Ok so you're saying that it's not just a wrong Decl but there's like an entire cast-expression missing in the AST? This fix is probably good enough for us but it begs a question, what does CodeGen do in such cases? Does it also need to emit a cast instruction into LLVM IR that doesn't correspond to anything in the AST? Or is this entirely about our weird pointer cast handling, that needs to act even when the numeric value of the pointer doesn't change?

Good question. The IR is identical for the two cases - except for metadata markers e.g. for deb info, etc.
So, it might be simply that the "C" language just doesn't care if there is a bitcast or not in the AST, because the hardware register is just an untyped register; hence this ImplicitCastExpr (bitcast) is getting lowered as a noop at the IR level.

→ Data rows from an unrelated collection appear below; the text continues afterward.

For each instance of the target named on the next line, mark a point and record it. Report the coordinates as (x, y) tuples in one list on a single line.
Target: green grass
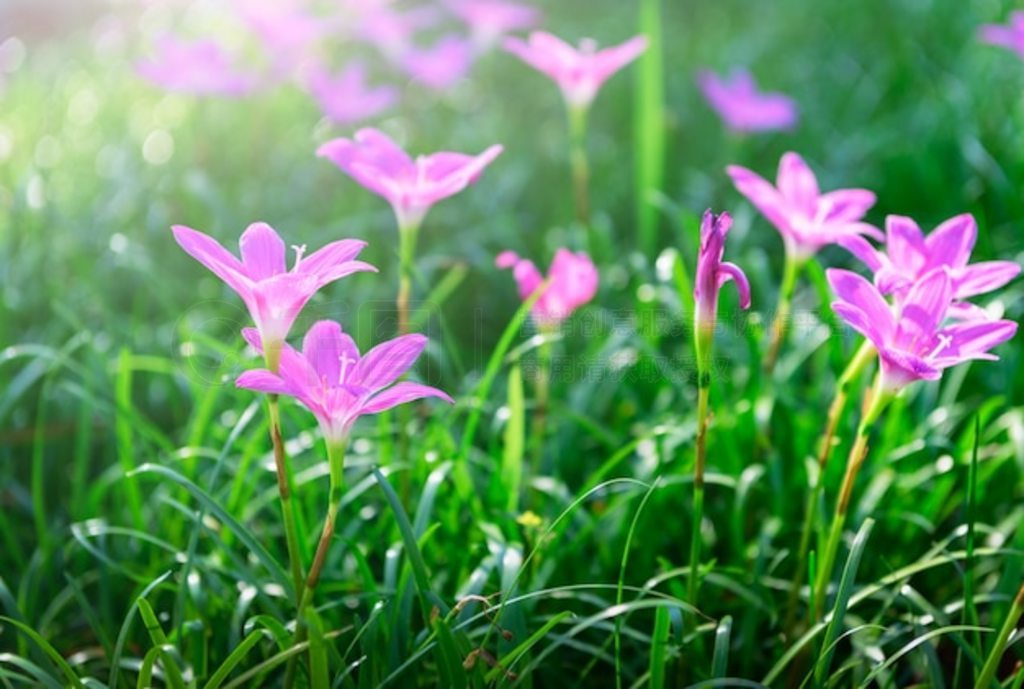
[(140, 531)]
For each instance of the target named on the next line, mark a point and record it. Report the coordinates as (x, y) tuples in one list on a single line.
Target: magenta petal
[(950, 244), (262, 251), (399, 394), (731, 270), (984, 276), (262, 381), (218, 260), (384, 363)]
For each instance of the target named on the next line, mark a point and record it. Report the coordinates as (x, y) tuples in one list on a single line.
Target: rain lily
[(807, 218), (337, 384), (372, 159), (347, 97), (1010, 35), (712, 274), (273, 295), (742, 106), (912, 340), (571, 283), (200, 68), (491, 19), (909, 256), (441, 66), (579, 72)]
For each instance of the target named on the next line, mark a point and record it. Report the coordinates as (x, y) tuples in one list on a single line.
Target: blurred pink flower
[(272, 294), (489, 20), (912, 341), (806, 218), (579, 72), (742, 106), (372, 159), (909, 256), (347, 97), (713, 272), (201, 68), (571, 283), (331, 379), (1010, 35), (441, 66)]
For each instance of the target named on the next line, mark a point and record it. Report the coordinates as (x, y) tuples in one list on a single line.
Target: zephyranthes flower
[(337, 384), (571, 283), (805, 217), (744, 109), (909, 256), (273, 294), (579, 72), (412, 186), (912, 339)]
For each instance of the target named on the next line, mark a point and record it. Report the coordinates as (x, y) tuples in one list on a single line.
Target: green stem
[(698, 471), (791, 270), (407, 256), (581, 168), (992, 663), (850, 375), (336, 463), (542, 385), (880, 398)]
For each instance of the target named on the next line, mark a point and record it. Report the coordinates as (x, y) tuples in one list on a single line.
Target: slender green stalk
[(336, 465), (880, 398), (850, 375), (698, 470), (542, 389), (992, 663), (408, 232), (581, 166), (791, 271)]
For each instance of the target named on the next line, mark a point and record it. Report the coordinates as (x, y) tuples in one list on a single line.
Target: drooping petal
[(950, 244), (387, 361), (733, 271), (984, 276), (208, 251), (399, 394), (262, 380), (262, 251), (857, 292), (797, 183)]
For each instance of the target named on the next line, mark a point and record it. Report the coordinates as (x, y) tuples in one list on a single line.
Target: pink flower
[(571, 283), (373, 160), (347, 97), (1009, 36), (742, 106), (331, 379), (912, 342), (806, 218), (580, 73), (200, 68), (441, 66), (272, 294), (909, 256), (491, 19), (713, 272)]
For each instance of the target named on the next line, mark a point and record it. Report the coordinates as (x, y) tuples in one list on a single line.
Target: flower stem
[(791, 270), (880, 399), (336, 462), (407, 256), (581, 167), (698, 471), (992, 663), (285, 491), (852, 372)]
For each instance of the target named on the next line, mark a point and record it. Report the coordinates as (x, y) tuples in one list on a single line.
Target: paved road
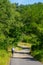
[(21, 58)]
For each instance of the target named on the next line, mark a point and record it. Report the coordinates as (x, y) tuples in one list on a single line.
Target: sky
[(26, 1)]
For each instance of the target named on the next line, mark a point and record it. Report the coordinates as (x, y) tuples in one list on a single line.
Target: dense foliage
[(21, 23)]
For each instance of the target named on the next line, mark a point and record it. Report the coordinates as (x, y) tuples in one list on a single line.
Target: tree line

Unfortunately, it's beyond my expertise. Do you think we should invite someone, like Shafik or Aaron?

clang/lib/StaticAnalyzer/Core/CallEvent.cpp
490

IDK what are the implications of not having a binding or having a binding to unknown.
I'll change this anyway. Thanks for noticing.

clang/test/Analysis/region-store.c
66

Yup, I should have been more clear on this. See the test, I'm also passing the -Wno-implicit-function-declaration :)
Maybe Shafik or Aaron knows some weird stuff about how to make it 'compile'. WDYT?

martong accepted this revision.Oct 21 2022, 9:12 AM

Thanks for the update. Nice Work!

clang/test/Analysis/region-store.c
66

Interestingly, GCC trunk compiles it without errors, the warnings are there though.

This revision is now accepted and ready to land.Oct 21 2022, 9:12 AM
steakhal marked 2 inline comments as done.Oct 23 2022, 11:47 PM

Thanks for the update. Nice Work!

Thanks! I'll land this tomorrow.

clang/test/Analysis/region-store.c
66

Hm, interesting.

steakhal marked 2 inline comments as done.Oct 24 2022, 1:30 AM
steakhal added inline comments.
clang/lib/StaticAnalyzer/Core/CallEvent.cpp
490

Hm, I tried to move the unknown check after the cast. It would result in a difference in the last example:

void c(); // expected-warning {{a function declaration without a prototype is deprecated in all versions of C and is treated as a zero-parameter prototype in C2x, conflicting with a subsequent definition}}
void missingPrototypeCallsiteMismatchingArgsAndParams() {
  // expected-warning@+1 {{passing arguments to 'c' without a prototype is deprecated in all versions of C and is not supported in C2x}}
  c(&buffer, &buffer);
}
void c(int *c) { // expected-note {{conflicting prototype is here}}
  clang_analyzer_dump(c); // ???
  *c = 42; // no-crash
}

The clang_analyzer_dump(c) would result in &SymRegion{reg_$0<int * c>} instead of Unknown.
Which is not exactly what I want. I want to bind Unknown in case the cast would result in Unknown or some weird parameter passing is detected, what we don't want to support/model, such as mismatching number of arguments & parameters, etc.